I just added a BFD - so now I need to change 1 end to the 1/4" (or XLR). Anybody know of a source for F -> 1/4" adapter, or F -> XLR... or anyone have other ideas? Currently have F -> RCA -> 1/4"... that's a lot of adapters! LOL I searched but couldn't find what I was looking for...

Thanks


----------



## Wayne A. Pflughaupt (Apr 13, 2006)

Bruce Fisher said:


> I just added a BFD - so now I need to change 1 end to the 1/4" (or XLR). Anybody know of a source for F -> 1/4" adapter, or F -> XLR... or anyone have other ideas?


Can't honestly say I've ever heard of or seen any such thing. Any reason why the RCA-XLR cables I linked above won't work? Or some RCA to 1/4"?

Regards,
Wayne


----------



## Bruce Fisher (Nov 24, 2007)

thanks - I couldn't find anything either. This was to prevent a 1/4" (or XLR) to RCA adapter and then a RCA to F-connector adapter.
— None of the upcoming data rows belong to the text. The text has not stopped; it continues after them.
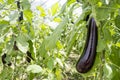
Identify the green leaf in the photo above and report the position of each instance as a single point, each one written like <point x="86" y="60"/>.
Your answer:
<point x="13" y="16"/>
<point x="22" y="43"/>
<point x="59" y="62"/>
<point x="55" y="8"/>
<point x="69" y="2"/>
<point x="50" y="63"/>
<point x="71" y="40"/>
<point x="28" y="14"/>
<point x="34" y="68"/>
<point x="117" y="21"/>
<point x="108" y="71"/>
<point x="42" y="11"/>
<point x="3" y="25"/>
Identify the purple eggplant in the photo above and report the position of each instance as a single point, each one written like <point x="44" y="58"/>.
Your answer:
<point x="87" y="58"/>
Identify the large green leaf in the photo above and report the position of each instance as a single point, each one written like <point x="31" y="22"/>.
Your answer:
<point x="102" y="13"/>
<point x="117" y="21"/>
<point x="115" y="55"/>
<point x="42" y="11"/>
<point x="3" y="25"/>
<point x="101" y="45"/>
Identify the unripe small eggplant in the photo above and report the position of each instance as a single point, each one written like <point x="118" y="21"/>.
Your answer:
<point x="87" y="58"/>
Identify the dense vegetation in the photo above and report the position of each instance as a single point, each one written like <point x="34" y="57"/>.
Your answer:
<point x="32" y="48"/>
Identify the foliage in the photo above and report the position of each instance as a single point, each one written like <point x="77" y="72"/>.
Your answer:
<point x="55" y="49"/>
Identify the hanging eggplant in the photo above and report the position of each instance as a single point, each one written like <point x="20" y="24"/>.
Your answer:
<point x="29" y="56"/>
<point x="87" y="58"/>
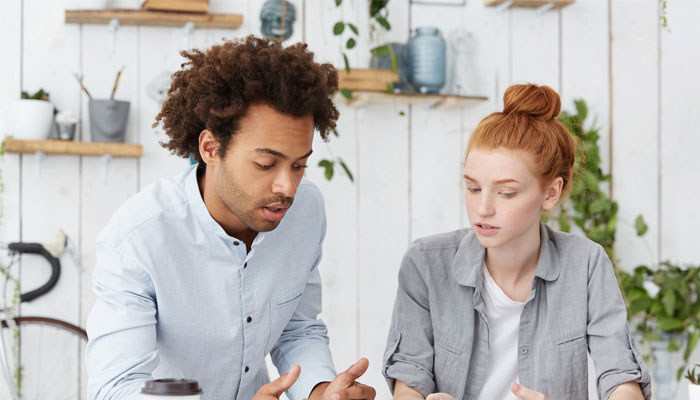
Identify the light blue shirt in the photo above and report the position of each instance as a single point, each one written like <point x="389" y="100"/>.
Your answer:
<point x="177" y="297"/>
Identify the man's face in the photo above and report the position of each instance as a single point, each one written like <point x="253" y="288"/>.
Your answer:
<point x="264" y="163"/>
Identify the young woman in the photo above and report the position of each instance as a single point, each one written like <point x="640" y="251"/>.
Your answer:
<point x="510" y="308"/>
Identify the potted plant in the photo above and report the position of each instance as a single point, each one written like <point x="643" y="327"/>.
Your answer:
<point x="30" y="118"/>
<point x="663" y="301"/>
<point x="693" y="383"/>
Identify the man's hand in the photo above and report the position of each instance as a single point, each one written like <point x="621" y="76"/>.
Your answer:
<point x="274" y="389"/>
<point x="345" y="385"/>
<point x="525" y="393"/>
<point x="439" y="396"/>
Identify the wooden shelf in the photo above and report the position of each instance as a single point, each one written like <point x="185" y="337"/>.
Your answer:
<point x="436" y="101"/>
<point x="531" y="3"/>
<point x="154" y="18"/>
<point x="73" y="148"/>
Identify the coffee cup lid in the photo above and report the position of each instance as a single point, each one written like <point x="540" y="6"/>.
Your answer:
<point x="176" y="387"/>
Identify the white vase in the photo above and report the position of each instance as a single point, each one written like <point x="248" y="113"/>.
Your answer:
<point x="29" y="119"/>
<point x="693" y="391"/>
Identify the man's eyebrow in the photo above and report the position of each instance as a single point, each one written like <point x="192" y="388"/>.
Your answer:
<point x="277" y="154"/>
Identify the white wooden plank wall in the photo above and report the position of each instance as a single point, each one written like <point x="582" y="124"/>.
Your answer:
<point x="407" y="167"/>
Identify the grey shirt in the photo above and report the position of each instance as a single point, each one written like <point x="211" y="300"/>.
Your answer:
<point x="438" y="340"/>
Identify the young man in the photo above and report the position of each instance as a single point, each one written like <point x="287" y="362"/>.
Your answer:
<point x="205" y="274"/>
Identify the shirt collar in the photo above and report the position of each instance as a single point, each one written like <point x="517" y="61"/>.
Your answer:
<point x="201" y="212"/>
<point x="466" y="266"/>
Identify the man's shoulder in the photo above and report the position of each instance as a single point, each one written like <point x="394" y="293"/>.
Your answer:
<point x="152" y="202"/>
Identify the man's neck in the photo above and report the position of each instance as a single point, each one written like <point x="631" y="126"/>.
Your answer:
<point x="220" y="212"/>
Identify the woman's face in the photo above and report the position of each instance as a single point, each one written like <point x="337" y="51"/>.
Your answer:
<point x="504" y="197"/>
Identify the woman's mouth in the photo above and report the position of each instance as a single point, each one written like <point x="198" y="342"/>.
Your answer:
<point x="485" y="229"/>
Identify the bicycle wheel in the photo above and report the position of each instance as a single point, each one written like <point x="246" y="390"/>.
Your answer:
<point x="50" y="358"/>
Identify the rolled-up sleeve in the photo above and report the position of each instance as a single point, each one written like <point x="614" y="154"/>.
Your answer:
<point x="121" y="352"/>
<point x="610" y="344"/>
<point x="409" y="351"/>
<point x="304" y="340"/>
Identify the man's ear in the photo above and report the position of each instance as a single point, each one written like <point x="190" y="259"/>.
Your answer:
<point x="553" y="193"/>
<point x="208" y="147"/>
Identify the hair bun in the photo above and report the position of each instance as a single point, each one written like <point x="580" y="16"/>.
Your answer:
<point x="537" y="101"/>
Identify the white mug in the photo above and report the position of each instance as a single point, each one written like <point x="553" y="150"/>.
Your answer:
<point x="171" y="389"/>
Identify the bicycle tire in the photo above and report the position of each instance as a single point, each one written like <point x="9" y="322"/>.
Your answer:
<point x="52" y="363"/>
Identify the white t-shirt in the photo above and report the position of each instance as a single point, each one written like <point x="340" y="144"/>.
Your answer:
<point x="504" y="322"/>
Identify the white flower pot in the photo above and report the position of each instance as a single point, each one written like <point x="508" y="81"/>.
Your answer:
<point x="693" y="391"/>
<point x="29" y="119"/>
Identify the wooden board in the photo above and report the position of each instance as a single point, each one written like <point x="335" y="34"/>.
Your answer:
<point x="75" y="148"/>
<point x="154" y="18"/>
<point x="530" y="3"/>
<point x="194" y="6"/>
<point x="367" y="79"/>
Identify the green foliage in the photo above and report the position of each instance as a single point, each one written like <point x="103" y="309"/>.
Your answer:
<point x="39" y="95"/>
<point x="664" y="299"/>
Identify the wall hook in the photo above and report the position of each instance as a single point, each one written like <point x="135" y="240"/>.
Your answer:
<point x="541" y="10"/>
<point x="105" y="160"/>
<point x="187" y="31"/>
<point x="113" y="28"/>
<point x="39" y="158"/>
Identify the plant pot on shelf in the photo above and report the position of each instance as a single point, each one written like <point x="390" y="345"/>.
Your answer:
<point x="29" y="119"/>
<point x="108" y="119"/>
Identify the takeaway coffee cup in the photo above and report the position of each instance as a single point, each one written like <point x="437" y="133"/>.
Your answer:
<point x="171" y="389"/>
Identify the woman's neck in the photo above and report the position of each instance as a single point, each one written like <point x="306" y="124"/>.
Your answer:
<point x="513" y="266"/>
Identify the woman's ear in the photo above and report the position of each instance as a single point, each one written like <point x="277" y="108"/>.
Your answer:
<point x="208" y="147"/>
<point x="553" y="193"/>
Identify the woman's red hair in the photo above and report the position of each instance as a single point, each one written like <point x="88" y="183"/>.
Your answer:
<point x="529" y="123"/>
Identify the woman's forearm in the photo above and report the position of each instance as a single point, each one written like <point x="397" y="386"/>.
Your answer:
<point x="404" y="392"/>
<point x="627" y="391"/>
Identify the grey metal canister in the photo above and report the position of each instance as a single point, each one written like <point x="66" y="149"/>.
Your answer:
<point x="108" y="119"/>
<point x="427" y="58"/>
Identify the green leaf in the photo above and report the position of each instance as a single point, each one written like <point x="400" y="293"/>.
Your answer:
<point x="668" y="325"/>
<point x="328" y="165"/>
<point x="384" y="23"/>
<point x="668" y="298"/>
<point x="692" y="342"/>
<point x="375" y="6"/>
<point x="347" y="63"/>
<point x="346" y="169"/>
<point x="640" y="225"/>
<point x="382" y="51"/>
<point x="350" y="43"/>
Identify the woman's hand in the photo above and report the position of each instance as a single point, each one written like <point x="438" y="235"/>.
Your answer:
<point x="274" y="389"/>
<point x="525" y="393"/>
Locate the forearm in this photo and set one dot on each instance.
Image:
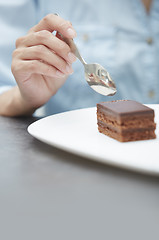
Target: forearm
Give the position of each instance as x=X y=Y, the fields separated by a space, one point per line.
x=12 y=104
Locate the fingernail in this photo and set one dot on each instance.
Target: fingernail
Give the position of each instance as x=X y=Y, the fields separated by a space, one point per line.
x=71 y=32
x=69 y=69
x=71 y=57
x=59 y=74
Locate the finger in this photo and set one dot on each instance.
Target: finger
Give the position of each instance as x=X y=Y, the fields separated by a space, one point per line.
x=27 y=68
x=42 y=53
x=52 y=22
x=50 y=41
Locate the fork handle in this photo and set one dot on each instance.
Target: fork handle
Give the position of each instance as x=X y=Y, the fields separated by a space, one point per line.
x=74 y=49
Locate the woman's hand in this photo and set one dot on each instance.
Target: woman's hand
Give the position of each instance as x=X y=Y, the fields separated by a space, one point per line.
x=42 y=61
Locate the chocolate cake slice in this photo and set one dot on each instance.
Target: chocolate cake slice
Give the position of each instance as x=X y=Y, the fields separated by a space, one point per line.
x=126 y=120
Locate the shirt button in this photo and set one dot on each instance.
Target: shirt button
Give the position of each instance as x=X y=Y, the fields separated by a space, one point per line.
x=149 y=40
x=151 y=93
x=85 y=37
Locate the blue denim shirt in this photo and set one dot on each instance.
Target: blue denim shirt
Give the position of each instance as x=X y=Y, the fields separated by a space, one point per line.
x=118 y=34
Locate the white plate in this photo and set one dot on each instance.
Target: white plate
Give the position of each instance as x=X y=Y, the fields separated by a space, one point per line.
x=76 y=131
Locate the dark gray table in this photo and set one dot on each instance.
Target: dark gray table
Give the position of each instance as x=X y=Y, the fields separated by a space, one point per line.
x=46 y=193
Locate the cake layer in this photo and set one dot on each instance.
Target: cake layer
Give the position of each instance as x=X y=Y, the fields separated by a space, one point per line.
x=133 y=136
x=126 y=120
x=129 y=123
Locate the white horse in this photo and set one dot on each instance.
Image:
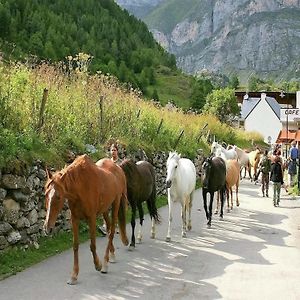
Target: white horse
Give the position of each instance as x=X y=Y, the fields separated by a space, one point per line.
x=219 y=150
x=181 y=183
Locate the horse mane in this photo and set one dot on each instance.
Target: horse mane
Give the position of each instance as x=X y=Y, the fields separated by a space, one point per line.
x=174 y=155
x=72 y=172
x=130 y=169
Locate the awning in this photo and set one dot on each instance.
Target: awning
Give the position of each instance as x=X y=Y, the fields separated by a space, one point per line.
x=288 y=137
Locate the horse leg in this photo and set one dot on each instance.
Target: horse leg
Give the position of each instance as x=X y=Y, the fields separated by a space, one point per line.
x=110 y=250
x=210 y=209
x=133 y=214
x=92 y=229
x=168 y=238
x=227 y=198
x=222 y=191
x=75 y=227
x=183 y=217
x=218 y=202
x=204 y=195
x=190 y=204
x=141 y=214
x=237 y=195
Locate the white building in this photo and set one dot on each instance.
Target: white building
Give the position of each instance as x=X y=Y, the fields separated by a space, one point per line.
x=262 y=115
x=277 y=123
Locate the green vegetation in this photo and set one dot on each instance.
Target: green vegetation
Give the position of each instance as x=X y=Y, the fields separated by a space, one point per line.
x=117 y=43
x=16 y=260
x=82 y=109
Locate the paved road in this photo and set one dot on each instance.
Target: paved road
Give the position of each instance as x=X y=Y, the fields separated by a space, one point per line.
x=253 y=254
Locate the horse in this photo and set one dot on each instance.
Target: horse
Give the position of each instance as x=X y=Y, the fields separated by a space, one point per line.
x=181 y=183
x=232 y=179
x=89 y=190
x=213 y=179
x=219 y=150
x=141 y=187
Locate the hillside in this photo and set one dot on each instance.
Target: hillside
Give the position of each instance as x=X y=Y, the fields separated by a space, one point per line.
x=114 y=41
x=243 y=37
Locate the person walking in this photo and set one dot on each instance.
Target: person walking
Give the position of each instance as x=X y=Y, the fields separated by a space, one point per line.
x=265 y=168
x=277 y=178
x=292 y=163
x=114 y=153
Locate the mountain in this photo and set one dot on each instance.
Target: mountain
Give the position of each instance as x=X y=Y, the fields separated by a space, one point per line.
x=116 y=42
x=244 y=37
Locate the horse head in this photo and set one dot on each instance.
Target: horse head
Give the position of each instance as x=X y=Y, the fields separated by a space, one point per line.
x=172 y=165
x=54 y=199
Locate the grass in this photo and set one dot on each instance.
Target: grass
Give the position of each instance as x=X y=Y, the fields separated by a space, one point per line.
x=16 y=260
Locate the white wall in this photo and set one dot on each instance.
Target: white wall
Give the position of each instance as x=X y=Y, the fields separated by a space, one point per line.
x=263 y=120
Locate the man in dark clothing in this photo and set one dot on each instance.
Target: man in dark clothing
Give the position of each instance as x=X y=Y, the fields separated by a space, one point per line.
x=277 y=178
x=292 y=164
x=265 y=168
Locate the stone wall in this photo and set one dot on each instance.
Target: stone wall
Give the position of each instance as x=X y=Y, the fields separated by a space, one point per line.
x=22 y=209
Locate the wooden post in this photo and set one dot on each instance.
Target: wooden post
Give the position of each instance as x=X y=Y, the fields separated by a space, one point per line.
x=201 y=132
x=101 y=118
x=179 y=137
x=42 y=110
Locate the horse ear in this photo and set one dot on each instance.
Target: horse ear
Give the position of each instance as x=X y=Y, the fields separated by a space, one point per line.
x=49 y=174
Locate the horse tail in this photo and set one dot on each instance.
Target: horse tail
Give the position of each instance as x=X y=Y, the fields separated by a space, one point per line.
x=122 y=219
x=152 y=206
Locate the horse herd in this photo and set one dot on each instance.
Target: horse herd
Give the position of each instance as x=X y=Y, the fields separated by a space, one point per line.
x=104 y=188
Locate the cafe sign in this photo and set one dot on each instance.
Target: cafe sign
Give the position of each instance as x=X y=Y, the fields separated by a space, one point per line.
x=289 y=114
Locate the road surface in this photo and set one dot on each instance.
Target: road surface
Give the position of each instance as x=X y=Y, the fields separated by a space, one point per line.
x=254 y=253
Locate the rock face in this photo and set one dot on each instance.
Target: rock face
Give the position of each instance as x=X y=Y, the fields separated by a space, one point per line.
x=242 y=36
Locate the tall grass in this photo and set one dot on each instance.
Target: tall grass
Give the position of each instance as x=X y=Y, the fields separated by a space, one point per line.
x=83 y=109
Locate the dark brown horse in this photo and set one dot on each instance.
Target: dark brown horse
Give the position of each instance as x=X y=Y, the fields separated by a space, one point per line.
x=213 y=179
x=141 y=187
x=89 y=190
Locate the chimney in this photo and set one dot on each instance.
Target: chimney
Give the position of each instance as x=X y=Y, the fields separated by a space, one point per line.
x=298 y=99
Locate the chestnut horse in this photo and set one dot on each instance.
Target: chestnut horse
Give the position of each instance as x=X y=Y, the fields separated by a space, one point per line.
x=141 y=187
x=232 y=179
x=89 y=190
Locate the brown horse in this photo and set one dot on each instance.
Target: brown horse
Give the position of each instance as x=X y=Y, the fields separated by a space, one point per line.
x=141 y=187
x=232 y=179
x=89 y=190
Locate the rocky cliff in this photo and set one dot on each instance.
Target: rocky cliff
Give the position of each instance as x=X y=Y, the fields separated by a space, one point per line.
x=242 y=36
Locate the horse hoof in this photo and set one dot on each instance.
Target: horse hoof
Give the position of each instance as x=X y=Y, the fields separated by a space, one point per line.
x=131 y=247
x=72 y=281
x=98 y=268
x=112 y=258
x=104 y=270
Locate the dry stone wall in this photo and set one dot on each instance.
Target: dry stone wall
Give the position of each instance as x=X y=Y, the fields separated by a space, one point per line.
x=22 y=209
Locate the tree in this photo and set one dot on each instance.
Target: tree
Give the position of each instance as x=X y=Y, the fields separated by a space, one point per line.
x=234 y=82
x=223 y=104
x=200 y=89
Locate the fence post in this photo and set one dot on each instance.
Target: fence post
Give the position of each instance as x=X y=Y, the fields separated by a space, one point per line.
x=101 y=118
x=42 y=110
x=179 y=137
x=201 y=132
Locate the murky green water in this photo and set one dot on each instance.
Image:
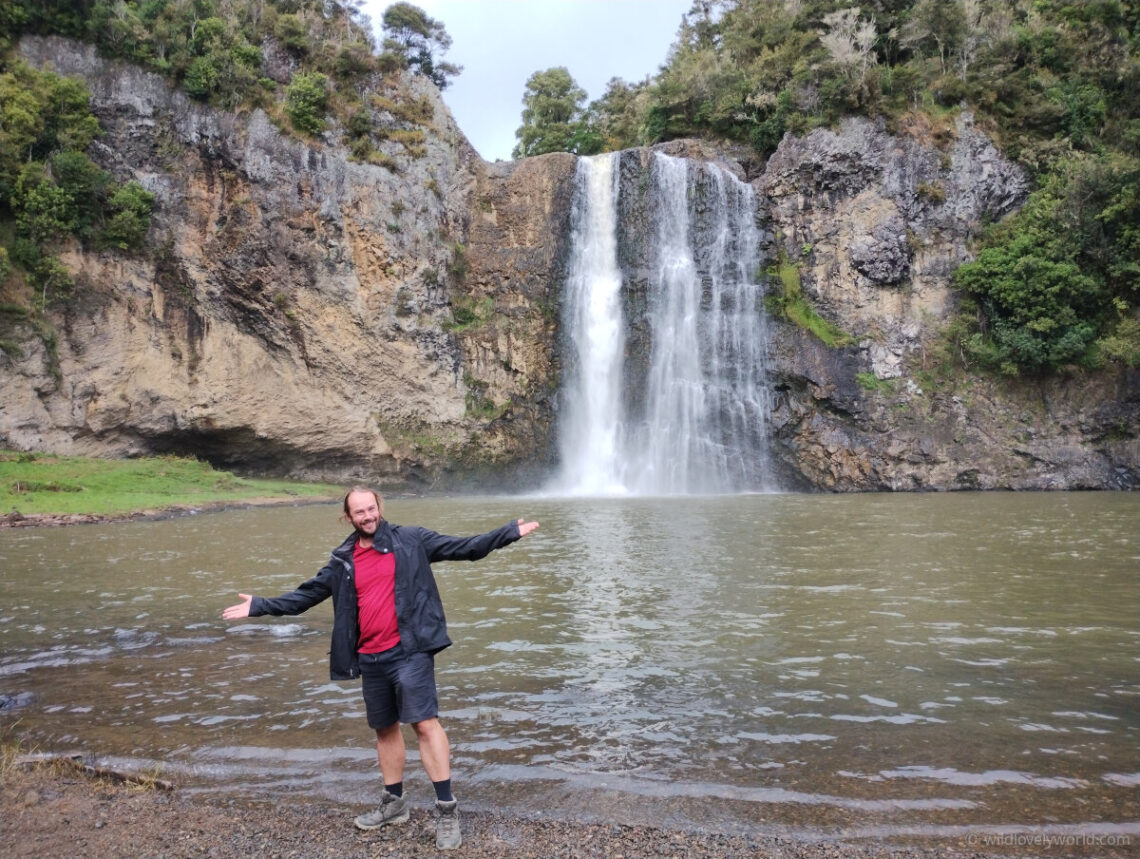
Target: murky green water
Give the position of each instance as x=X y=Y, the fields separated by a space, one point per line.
x=868 y=664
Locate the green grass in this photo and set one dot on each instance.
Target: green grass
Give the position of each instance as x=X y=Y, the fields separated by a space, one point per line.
x=33 y=483
x=791 y=304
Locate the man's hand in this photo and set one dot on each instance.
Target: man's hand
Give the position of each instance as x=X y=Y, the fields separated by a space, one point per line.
x=242 y=610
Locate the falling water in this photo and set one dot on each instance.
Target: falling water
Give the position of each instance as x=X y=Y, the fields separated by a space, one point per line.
x=682 y=407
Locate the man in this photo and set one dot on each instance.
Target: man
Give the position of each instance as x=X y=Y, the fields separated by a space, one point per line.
x=388 y=626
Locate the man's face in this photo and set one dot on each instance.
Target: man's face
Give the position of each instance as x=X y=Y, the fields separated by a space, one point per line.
x=364 y=513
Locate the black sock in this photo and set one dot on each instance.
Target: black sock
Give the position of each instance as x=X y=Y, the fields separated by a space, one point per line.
x=444 y=790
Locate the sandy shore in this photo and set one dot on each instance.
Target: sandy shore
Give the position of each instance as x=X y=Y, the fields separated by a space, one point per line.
x=60 y=810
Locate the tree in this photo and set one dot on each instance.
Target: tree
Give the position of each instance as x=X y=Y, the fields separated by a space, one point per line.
x=307 y=100
x=849 y=41
x=553 y=116
x=420 y=41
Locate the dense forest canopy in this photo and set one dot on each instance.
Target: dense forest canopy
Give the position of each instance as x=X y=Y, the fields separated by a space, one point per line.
x=1055 y=83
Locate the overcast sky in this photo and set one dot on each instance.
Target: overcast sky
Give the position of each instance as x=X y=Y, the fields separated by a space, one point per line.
x=501 y=43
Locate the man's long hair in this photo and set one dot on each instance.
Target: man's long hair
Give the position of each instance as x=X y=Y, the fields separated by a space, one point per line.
x=380 y=500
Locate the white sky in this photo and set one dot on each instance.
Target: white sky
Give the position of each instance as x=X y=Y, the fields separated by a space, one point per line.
x=501 y=43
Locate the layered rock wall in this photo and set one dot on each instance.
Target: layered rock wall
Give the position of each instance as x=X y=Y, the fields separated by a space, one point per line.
x=306 y=315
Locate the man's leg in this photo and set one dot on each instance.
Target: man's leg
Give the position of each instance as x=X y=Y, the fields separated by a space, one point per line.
x=436 y=753
x=434 y=750
x=380 y=698
x=391 y=753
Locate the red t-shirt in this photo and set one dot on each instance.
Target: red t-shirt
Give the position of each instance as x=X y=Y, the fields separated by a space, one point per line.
x=375 y=577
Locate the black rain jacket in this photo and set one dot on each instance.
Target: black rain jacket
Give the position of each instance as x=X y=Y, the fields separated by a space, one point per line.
x=418 y=607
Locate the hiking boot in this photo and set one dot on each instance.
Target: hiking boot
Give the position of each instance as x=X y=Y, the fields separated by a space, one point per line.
x=390 y=810
x=447 y=825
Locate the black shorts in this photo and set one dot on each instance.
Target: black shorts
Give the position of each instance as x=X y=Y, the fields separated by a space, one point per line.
x=398 y=687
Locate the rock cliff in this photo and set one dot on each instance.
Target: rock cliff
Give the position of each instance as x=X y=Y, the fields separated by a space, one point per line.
x=306 y=315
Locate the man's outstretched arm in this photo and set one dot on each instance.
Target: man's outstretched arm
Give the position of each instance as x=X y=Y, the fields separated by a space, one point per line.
x=242 y=610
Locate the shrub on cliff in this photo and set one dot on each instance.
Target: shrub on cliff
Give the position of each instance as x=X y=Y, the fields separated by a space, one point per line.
x=1059 y=283
x=50 y=190
x=307 y=100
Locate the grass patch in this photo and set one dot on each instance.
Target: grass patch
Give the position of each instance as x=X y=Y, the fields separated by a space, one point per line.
x=34 y=483
x=873 y=384
x=791 y=304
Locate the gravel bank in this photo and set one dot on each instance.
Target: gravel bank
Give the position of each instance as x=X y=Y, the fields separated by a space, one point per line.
x=56 y=810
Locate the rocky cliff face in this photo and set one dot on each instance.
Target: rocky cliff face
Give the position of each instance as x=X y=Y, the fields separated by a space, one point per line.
x=306 y=315
x=301 y=313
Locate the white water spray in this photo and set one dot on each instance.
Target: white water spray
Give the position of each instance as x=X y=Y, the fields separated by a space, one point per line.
x=691 y=417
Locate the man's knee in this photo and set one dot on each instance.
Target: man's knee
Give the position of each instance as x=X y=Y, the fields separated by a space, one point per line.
x=388 y=734
x=428 y=727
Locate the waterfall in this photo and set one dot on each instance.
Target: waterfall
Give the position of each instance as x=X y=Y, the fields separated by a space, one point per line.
x=665 y=387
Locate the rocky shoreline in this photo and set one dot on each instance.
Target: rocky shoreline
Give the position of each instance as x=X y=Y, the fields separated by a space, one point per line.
x=62 y=809
x=56 y=520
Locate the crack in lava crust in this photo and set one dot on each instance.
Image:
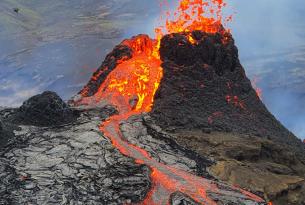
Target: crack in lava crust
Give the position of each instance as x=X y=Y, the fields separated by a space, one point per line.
x=131 y=87
x=165 y=179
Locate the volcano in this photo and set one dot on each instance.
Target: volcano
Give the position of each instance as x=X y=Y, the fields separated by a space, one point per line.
x=171 y=120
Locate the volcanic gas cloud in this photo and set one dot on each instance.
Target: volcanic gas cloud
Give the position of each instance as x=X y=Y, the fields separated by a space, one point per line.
x=130 y=77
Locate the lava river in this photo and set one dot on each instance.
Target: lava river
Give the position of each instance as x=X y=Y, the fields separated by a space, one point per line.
x=131 y=87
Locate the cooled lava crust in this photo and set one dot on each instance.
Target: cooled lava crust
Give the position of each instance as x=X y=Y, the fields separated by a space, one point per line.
x=204 y=86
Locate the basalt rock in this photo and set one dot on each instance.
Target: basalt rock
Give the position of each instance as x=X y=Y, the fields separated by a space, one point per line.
x=46 y=109
x=205 y=87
My opinion is the fewer adapters the better 

However, I have some hum so I have used a Jenson isolator, and by rearranging it's location, I can eliminate this... so now I can use one of the nice XLR (or 1/4") to RCA cables from BFD into my isolator, and from there use an RCA/f-conn adapter on my RG6Q... minimizing converters.

thanks!


----------



## media (Jun 2, 2009)

You are trying to find a femal RCA to mail XLR?
Try avcable .com 
Guitar center


Do a internet search for rca to xlr adapters. 

They make almost any adaptor you want.
They use a wide verity of adaptors in the pro audio industry.

If nothing else, just get the end you want and solder it on yourself. (change out the end)


----------